The researchers found that recent generations of wireless technologies emit lower output power. | Photo Credit: Getty Images
The latest U.K. Million Women Study on cellular telephone use and the risk of brain tumours published online on March 29, 2021 in Journal of the National Institute of Cancer confirms the accumulating evidence that cellular telephone use under usual conditions does not increase brain tumour incidence. The topic has added interest now because phone companies plan to launch 5G technologies soon.
During 1996-2001, U.K. Million Women Study recruited 1.3 million women born in the 15-year period between 1935-1950 into the study. Researchers asked questions on their cellular telephone use first in median year 2001 and again in median year 2011. They followed all study participants via record linkage to National Health Services databases on deaths and cancer registrations (including nonmalignant brain tumours).
The researchers linked the independent electronic health records of each participant with his/her behaviour, in this instance, the personal usage of cellular phones.
During 14 years of follow-up of 7,76,156 women who completed the 2001 questionnaire, the study registered 3,268 brain tumours in total. Adjusted relative risks forever vs never cellular telephone use were 0.97 for all brain tumours, 0.89 for glioma, and not statistically significantly different to 1.0 for meningioma, pituitary tumours, and acoustic neuroma.
Compared with never-users, researchers did not find statistically significant associations overall or by tumour subtype, for daily cellular telephone use or for having used cellular telephones for at least 10 years.
Taking use in 2011 as a baseline, the researchers found that there were no statistically significant associations with talking for at least 20 minutes per week or with at least 10 years use. For gliomas occurring in the temporal and parietal lobes, the parts of the brain most likely to be exposed to radio frequency electromagnetic fields from cellular telephones, relative risks were slightly below 1.0.
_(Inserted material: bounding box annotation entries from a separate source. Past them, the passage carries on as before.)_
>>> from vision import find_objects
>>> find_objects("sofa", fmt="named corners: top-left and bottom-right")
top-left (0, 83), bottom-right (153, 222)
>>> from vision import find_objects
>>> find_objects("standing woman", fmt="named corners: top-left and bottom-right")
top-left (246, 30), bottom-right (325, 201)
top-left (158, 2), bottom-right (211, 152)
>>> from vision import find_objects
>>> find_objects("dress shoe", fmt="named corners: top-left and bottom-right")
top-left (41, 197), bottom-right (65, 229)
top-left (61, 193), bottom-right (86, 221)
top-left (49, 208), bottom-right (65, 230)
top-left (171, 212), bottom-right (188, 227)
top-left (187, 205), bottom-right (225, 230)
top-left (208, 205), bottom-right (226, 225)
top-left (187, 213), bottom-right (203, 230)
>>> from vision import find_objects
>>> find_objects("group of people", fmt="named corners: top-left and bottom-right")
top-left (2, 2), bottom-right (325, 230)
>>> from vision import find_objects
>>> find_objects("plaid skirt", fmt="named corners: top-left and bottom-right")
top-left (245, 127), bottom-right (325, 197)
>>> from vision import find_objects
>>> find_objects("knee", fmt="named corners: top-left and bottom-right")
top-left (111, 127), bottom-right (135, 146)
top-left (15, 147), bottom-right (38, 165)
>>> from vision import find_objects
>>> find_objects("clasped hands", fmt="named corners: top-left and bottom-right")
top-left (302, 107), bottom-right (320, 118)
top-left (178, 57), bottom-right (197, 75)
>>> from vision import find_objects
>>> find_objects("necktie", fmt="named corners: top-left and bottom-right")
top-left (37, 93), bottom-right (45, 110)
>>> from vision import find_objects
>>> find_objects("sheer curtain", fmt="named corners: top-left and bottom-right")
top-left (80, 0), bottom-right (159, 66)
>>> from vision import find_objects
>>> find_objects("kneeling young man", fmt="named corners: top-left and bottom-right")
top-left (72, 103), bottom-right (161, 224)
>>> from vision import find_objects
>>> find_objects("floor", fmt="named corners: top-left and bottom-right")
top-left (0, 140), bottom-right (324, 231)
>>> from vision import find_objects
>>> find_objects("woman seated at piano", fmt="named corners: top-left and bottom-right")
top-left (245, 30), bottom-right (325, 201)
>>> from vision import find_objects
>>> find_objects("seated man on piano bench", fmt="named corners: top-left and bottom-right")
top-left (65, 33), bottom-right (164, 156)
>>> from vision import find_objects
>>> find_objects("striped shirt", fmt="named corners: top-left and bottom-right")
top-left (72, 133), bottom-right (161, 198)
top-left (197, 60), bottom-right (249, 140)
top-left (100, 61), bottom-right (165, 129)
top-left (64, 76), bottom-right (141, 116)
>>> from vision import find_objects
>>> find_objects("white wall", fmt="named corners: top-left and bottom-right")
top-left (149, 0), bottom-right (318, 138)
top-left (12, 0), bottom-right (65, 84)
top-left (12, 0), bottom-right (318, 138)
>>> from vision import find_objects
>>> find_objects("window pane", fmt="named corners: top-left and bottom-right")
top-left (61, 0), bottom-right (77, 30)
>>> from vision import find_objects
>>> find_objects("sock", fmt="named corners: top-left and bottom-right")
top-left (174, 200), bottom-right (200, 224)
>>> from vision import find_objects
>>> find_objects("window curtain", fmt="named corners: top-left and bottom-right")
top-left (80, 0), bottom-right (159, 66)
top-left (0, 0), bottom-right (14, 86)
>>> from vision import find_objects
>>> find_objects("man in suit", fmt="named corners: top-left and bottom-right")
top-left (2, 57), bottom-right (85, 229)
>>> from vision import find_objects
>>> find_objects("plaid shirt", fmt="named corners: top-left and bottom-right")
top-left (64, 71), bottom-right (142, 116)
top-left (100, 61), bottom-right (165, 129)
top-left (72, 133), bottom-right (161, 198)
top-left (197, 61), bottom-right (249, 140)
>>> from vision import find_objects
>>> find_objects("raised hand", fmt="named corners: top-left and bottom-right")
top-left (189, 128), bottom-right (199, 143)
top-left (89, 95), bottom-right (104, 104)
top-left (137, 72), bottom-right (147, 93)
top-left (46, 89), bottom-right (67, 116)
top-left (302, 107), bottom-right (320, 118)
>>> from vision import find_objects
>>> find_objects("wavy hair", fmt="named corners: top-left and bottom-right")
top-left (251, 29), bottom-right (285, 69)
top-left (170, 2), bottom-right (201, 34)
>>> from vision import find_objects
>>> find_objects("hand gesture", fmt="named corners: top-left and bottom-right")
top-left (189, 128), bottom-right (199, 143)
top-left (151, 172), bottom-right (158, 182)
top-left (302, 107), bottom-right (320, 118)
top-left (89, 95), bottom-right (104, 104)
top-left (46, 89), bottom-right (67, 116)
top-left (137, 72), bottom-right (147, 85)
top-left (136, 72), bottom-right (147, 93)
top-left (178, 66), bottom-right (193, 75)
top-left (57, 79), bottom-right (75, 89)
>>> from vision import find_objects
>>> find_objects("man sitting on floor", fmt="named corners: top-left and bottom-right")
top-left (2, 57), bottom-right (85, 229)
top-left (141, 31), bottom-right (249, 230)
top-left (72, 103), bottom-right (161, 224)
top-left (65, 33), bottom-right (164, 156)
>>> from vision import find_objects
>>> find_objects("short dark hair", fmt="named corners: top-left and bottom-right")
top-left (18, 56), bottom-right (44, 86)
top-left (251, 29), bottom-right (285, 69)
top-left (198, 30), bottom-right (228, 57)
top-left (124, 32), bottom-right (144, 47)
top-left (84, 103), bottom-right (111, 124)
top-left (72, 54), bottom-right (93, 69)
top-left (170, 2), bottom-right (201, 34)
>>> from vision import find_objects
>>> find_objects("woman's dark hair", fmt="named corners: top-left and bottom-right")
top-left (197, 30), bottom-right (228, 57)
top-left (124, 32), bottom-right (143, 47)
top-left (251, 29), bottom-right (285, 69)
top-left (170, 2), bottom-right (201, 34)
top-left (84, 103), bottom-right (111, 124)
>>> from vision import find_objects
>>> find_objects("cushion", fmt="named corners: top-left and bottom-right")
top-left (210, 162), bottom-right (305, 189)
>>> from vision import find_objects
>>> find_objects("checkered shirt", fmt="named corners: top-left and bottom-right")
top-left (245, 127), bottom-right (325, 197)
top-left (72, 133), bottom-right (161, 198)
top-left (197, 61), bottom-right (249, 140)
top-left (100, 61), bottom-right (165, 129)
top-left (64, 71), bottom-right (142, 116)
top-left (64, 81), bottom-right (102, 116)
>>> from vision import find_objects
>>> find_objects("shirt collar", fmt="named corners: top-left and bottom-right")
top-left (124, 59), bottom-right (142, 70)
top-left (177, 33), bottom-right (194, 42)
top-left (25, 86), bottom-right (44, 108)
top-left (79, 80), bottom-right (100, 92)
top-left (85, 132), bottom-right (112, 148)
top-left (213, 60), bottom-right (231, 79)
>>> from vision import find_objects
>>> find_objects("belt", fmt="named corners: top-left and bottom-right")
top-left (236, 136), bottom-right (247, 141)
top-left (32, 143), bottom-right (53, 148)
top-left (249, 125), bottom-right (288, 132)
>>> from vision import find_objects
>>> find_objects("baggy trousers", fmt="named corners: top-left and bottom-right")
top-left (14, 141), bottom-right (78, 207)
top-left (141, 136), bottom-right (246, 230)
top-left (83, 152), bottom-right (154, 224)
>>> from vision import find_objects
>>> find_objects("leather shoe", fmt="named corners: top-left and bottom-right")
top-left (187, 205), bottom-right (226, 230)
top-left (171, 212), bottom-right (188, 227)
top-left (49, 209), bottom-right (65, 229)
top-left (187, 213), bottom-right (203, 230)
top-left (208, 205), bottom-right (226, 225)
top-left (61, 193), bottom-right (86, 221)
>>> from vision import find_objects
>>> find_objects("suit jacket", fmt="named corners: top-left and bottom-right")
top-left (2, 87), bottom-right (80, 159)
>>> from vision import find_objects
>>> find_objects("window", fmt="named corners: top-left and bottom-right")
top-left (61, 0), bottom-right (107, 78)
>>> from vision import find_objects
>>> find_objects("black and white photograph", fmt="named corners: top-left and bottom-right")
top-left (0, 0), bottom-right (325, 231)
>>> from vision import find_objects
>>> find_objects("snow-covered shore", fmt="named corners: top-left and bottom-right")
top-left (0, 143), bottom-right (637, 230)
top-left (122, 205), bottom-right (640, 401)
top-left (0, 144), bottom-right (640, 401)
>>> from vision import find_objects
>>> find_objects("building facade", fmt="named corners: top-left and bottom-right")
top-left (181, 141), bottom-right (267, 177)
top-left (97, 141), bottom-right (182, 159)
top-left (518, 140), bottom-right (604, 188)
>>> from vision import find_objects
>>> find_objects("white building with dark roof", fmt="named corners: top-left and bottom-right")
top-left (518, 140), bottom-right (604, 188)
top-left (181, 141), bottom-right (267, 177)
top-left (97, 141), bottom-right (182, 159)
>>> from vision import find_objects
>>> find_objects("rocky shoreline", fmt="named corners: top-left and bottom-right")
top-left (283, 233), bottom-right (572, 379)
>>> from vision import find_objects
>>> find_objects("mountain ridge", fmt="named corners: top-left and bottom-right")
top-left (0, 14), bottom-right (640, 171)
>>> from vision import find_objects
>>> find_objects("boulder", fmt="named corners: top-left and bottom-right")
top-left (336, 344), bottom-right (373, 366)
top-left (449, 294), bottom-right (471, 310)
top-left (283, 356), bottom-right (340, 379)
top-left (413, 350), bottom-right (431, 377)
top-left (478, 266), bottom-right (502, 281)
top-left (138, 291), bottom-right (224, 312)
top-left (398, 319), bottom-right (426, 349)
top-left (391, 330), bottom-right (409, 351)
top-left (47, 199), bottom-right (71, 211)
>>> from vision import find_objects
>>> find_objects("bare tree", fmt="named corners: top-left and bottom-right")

In a press release from the Science Media Centre, London, Prof Malcolm Sperrin, Oxford University Hospitals noted that this study from Oxford is a welcome addition to the body of knowledge looking at the risk from mobile phones, and specifically in relation to certain types of tumour genesis.
“It is a well-designed, prospective study that identifies no causal link but does recognise that there may have been false correlations arising from previous studies that are retrospective in design. There is always a need for further research work especially as phones, wireless etc become ubiquitous but this study should allay many existing concerns.” he cautioned.
Researchers investigated the associations of cellular telephone use and brain tumours in many studies, as the brain was the most exposed organ. When we keep cell phones very close to our head, the RF-EMF emitted by cell phones penetrate several centimetres into our head; the energy gets absorbed in the tissues in the temporal and parietal lobes of the brain. The well-established biological effect of RF-EMF on tissue is heating. When researchers developed limits for human exposure to RF-EMF for cellular telephones, the prime consideration was to prevent any substantial heating that could lead to adverse health effects.
There were legitimate concerns that there may be adverse biological effects from RF-EMF exposure below those limits, possibly caused through mechanisms other than heat. Researchers added a safety factor of fifty to take care of such unknown mechanisms. In any case, long-term epidemiological studies are defendable.
In an earlier analysis in 2013 after seven-year follow up, the researchers have shown that mobile phone use was not associated with increased incidence of glioma, meningioma or non-CNS cancers. The present study after a 14-year follow up, a 60% increase in numbers of brain tumours, and new analyses by tumour laterality and location within the brain, again confirmed that cellular telephone use under usual conditions does not increase brain tumour incidence.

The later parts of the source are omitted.